Performance & Correlation: Our Volatility Trend Strategy covers both

Jun 14, 2023


VTS Community,


VTS Volatility Trend Strategy changes for 2023

As we continue on with my series here where I'm going to dedicate some time to all 5 of our VTS strategies and discuss whether any changes need to be implemented going forward, today we land on the VTS Volatility Trend Strategy.

In a follow up article I will discuss specifics of the strategy itself and why Broken Wing Butterfly Options work so well on Volatility ETPs like VXX & UVXY. 

Today we are taking a 30,000 foot view of why the strategy is in our portfolio in the first place, and will remain there with no changes. 

With a 20% allocation within the "VTS Total Portfolio Solution" the Volatility Trend Strategy serves two very important roles:


1)  Market beating Performance long-term

As I've talked about a lot in the past, one of several requirements for any of my strategies to be considered for a position in the broad portfolio is, it must on its own outperform the benchmark.  I don't dedicate any capital to strategies that over the long-term don't outperform a standard 60% stocks / 40% bonds balanced index fund like the Vanguard VBINX.

The rationale is quite simple.  If every strategy in the portfolio beats the benchmark, then when combined it's also a sure bet the broad portfolio will comfortably do the same.

Now that doesn't mean it has to happen each and every year, that's not what the investing process is about.  In fact, even the best strategies will have several years where they don't keep up to a 60/40 or the S&P 500, that's normal.  Sometimes the best performance for a year comes from not meddling or being tactical at all.  Sometimes it comes from simply holding the index.

However, long-term when we go through multiple bull and bear market cycles, I have consistently proven the benefit of tactical investing through Volatility targeting.  Having a nimble portfolio that can move from aggressive net long market positions into safety positions on a single day notice when necessary is the best long-term strategy and the live results show that.

The VTS Volatility Trend Strategy utilizing VXX & UVXY Broken Wing Butterfly Options is our lowest return strategy from a CAGR perspective, but it does comfortably beat the benchmark and it clears the performance hurdle just fine. 
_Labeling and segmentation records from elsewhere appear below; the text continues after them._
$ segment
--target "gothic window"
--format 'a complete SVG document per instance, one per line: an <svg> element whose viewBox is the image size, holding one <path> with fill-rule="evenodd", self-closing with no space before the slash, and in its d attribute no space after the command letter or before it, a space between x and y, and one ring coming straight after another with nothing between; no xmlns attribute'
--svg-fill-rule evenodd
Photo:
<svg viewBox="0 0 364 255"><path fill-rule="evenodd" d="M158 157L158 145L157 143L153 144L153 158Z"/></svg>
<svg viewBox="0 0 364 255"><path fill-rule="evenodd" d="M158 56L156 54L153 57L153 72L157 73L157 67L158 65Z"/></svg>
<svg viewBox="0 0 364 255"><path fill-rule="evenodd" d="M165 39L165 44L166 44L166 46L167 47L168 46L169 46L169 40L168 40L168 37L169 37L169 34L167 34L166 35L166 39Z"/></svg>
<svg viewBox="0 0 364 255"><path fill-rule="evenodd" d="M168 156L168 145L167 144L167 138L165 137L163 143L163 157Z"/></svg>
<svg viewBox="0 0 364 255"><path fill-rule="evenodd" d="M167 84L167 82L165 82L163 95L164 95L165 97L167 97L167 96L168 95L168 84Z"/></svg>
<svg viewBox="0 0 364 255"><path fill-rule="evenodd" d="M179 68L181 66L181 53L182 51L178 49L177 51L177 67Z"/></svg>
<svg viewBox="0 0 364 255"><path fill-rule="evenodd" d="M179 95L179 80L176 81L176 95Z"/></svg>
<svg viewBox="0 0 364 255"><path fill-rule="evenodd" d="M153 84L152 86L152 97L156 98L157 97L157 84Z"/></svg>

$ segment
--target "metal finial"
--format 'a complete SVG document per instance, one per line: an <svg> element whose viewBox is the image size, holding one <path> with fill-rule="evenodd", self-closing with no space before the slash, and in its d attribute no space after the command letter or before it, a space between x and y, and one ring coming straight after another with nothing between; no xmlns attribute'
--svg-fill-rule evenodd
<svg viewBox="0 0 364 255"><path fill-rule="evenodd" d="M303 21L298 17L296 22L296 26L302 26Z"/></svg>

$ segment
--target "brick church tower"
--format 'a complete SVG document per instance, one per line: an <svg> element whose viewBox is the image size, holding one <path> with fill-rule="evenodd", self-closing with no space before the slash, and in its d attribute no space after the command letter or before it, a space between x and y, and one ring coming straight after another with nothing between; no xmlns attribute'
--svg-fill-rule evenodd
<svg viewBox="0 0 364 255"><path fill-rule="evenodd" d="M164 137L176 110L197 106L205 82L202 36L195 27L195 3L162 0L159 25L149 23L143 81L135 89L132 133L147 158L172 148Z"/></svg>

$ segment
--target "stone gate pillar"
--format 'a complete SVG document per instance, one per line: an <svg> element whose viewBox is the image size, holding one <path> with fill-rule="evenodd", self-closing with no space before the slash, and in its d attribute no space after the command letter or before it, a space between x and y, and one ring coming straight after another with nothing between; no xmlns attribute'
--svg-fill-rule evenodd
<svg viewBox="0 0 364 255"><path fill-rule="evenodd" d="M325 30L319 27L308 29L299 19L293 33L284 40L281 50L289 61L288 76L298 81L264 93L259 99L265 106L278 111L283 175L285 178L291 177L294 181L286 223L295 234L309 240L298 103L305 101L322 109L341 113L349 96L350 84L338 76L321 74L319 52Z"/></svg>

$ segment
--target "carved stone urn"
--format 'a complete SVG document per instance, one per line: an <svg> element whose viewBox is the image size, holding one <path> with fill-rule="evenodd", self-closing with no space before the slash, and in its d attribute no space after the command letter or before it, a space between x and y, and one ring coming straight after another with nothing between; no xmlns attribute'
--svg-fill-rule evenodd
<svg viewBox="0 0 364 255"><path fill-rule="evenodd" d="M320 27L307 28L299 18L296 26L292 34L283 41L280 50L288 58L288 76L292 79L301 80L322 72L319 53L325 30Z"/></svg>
2)  Low Correlation to the S&P 500

Maintaining a reasonably low correlation to the S&P 500 is a criminally under appreciated performance metric.  This is probably the single biggest reason why most investors end up so disappointed with their long-term investing performance. 
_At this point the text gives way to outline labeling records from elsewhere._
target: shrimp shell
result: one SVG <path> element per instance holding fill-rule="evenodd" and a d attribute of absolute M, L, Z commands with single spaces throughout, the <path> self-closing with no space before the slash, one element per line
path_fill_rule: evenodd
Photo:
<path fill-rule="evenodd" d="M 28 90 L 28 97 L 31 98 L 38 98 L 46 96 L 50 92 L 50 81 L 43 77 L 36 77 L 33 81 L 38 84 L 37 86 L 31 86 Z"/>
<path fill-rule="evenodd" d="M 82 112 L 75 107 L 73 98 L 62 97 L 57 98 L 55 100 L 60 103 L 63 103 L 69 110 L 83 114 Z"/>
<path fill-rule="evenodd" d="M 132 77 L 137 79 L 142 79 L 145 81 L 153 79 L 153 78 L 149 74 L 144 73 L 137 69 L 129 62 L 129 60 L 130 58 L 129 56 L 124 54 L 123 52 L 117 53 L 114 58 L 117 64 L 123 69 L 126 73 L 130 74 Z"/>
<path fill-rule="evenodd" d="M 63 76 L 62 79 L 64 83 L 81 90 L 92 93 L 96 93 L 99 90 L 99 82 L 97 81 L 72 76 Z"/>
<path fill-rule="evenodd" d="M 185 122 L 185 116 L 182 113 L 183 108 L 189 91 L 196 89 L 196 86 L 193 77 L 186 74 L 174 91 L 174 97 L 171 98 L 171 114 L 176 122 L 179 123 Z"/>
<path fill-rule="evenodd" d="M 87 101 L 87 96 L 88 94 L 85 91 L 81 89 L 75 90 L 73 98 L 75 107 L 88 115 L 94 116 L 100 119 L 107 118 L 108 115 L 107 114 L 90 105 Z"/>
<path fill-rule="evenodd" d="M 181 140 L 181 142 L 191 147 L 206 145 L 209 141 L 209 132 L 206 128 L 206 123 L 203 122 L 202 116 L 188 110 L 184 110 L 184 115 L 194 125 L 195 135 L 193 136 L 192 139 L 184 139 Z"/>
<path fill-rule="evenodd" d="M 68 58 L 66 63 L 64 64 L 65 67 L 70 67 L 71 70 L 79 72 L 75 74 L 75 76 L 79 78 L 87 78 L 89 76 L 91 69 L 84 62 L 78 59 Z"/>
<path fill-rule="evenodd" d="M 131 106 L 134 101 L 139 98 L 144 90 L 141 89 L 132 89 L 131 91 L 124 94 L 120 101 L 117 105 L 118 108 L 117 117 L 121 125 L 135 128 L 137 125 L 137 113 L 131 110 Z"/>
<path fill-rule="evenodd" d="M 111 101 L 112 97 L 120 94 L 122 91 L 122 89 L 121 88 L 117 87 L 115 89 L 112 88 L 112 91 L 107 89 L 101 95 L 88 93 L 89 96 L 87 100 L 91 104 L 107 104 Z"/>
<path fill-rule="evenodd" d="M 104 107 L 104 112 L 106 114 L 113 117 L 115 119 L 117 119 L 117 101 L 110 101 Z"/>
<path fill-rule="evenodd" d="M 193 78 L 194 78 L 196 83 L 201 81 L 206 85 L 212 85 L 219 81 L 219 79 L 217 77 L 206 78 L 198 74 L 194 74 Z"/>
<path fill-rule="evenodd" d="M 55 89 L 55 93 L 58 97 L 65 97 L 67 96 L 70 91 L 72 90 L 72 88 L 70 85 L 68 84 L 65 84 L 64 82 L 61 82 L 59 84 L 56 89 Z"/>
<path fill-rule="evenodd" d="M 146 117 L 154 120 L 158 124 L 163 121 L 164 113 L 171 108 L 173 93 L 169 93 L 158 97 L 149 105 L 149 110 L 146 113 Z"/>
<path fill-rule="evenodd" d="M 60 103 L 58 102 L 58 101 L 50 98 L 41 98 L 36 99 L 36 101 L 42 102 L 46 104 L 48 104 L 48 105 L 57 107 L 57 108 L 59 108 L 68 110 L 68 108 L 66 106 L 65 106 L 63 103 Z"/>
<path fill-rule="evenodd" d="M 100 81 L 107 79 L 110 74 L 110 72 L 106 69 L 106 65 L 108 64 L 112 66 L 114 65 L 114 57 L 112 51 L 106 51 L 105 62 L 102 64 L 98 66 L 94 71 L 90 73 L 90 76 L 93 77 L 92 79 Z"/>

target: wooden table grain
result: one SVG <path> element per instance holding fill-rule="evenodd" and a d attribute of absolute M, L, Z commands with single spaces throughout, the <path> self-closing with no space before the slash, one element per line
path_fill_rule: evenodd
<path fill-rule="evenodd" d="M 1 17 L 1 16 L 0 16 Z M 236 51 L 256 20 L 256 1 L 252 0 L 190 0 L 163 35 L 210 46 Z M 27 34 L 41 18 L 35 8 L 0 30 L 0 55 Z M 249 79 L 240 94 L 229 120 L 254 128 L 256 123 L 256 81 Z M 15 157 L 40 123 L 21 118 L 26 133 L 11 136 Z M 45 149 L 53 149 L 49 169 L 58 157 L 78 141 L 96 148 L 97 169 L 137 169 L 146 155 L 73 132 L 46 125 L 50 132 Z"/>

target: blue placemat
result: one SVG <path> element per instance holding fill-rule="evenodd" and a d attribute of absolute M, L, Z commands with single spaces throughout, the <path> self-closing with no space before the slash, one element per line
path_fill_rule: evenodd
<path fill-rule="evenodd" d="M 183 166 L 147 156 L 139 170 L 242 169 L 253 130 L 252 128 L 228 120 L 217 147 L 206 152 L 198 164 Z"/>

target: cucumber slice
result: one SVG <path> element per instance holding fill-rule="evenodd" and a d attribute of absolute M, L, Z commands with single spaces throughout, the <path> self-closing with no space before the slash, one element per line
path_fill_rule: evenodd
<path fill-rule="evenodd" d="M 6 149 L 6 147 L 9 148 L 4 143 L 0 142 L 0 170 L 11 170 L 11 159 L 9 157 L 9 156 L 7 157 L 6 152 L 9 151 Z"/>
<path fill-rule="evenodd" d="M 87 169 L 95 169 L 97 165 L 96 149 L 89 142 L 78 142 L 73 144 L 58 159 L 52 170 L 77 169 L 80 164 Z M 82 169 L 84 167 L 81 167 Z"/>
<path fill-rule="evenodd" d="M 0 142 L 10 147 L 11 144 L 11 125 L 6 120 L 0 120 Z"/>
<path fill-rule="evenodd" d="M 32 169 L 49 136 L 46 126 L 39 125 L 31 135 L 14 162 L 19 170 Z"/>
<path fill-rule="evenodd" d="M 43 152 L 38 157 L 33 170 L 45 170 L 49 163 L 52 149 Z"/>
Their financial advisor builds them a portfolio that appears to have many different asset classes included such as equities, bonds, emerging markets, real estate, precious metals, maybe even Bitcoin.

They think their portfolio is properly diversified...
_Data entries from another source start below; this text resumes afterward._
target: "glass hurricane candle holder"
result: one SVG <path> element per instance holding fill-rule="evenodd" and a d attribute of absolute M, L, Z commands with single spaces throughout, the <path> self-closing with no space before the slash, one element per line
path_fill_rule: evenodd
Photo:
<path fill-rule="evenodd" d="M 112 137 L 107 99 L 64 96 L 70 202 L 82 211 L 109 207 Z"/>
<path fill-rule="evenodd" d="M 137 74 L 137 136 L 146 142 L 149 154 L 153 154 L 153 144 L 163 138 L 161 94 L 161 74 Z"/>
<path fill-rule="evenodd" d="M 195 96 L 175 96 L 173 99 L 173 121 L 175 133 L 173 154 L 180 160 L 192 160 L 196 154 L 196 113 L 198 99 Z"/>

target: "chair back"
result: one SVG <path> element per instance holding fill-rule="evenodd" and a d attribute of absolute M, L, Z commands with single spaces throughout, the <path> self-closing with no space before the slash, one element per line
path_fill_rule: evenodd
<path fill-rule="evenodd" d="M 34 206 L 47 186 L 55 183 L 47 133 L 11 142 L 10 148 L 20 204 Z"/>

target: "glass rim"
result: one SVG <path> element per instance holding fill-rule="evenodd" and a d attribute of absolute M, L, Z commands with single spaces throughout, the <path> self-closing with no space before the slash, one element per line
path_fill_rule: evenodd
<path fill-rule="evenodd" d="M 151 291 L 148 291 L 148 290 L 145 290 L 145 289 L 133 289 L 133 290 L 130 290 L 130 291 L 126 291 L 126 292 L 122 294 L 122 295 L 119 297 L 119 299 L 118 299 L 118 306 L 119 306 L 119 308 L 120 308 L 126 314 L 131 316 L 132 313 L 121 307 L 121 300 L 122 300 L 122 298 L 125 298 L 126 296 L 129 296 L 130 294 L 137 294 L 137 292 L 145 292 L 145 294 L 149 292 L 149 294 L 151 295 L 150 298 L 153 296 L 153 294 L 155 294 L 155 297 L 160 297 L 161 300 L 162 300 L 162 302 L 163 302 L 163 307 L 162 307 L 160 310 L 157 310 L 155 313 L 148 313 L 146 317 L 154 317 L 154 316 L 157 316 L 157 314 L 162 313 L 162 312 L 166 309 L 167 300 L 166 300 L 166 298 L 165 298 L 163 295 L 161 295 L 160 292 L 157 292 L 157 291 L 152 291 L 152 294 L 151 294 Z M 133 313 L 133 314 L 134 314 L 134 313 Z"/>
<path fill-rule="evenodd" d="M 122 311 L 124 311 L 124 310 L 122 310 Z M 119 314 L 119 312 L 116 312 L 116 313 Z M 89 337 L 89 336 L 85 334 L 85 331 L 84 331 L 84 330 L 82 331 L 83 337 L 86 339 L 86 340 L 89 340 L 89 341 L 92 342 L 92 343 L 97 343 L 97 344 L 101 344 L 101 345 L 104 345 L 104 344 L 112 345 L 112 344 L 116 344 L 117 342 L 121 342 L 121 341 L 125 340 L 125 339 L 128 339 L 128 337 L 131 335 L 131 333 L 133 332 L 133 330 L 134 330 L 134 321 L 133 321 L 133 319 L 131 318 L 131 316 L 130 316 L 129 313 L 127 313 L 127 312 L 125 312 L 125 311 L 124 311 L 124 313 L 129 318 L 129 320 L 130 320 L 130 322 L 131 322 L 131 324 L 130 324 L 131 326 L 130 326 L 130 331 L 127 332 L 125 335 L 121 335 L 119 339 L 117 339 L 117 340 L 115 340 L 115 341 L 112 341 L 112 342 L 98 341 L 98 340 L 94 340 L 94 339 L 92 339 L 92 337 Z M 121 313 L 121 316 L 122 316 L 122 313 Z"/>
Then the market crashes and they realize very quickly that 90% of the assets they held in their portfolio were highly correlated to the S&P 500 and it all comes crashing down.

The VTS Volatility Trend Strategy has a -10% S&P 500 correlation

Now negative correlation in of itself isn't what's beneficial to a portfolio.  Investors can find low return or negative return strategies that have low correlation.

The difference here is, the Volatility Trend Strategy has returned 14.66% CAGR while maintaining a negative correlation to the S&P 500 in a "mostly" 13 year long bull market. 

We can achieve that due to the unique nature of Broken Wing Butterfly Options on VXX & UVXY creating a quasi short volatility strategy with no upside risk.  (much more on that in a follow up article)

The bottom line is, achieving a 14%+ return with -10% S&P 500 correlation makes this strategy a fantastic addition to our overall portfolio. 


No changes at all to the Volatility Trend Strategy

All strategies no matter how effective they are will have periods where they don't perform as expected or desired.  Unfortunately, we are in one right now in the last few months with the Volatility Trend Strategy lagging our other VTS strategies and the broad market.  That recency bias may make people think the strategy should undergo changes.

Remember my past warnings about overfitting

Investors need to be very careful not to make rash decisions based on short-term market dynamics.  You don't want to optimize everything you do for what the market is showing us today.  Markets ebb and flow and cycles can change quickly.

You want to have strategies that are optimized for the medium to long-term so they can weather "most" of what the market throws at us over time.


* In part 2 I will highlight what makes this strategy so unique, in that the periods where it performs the best and the worst are actually inverse to the stock market.  I'll give visual and mathematical representations of this low S&P 500 correlation.


* In part 3 I will go into more detail about the Broken Wing Butterfly Option strategy and what makes it a highly underrated method of shorting Volatility.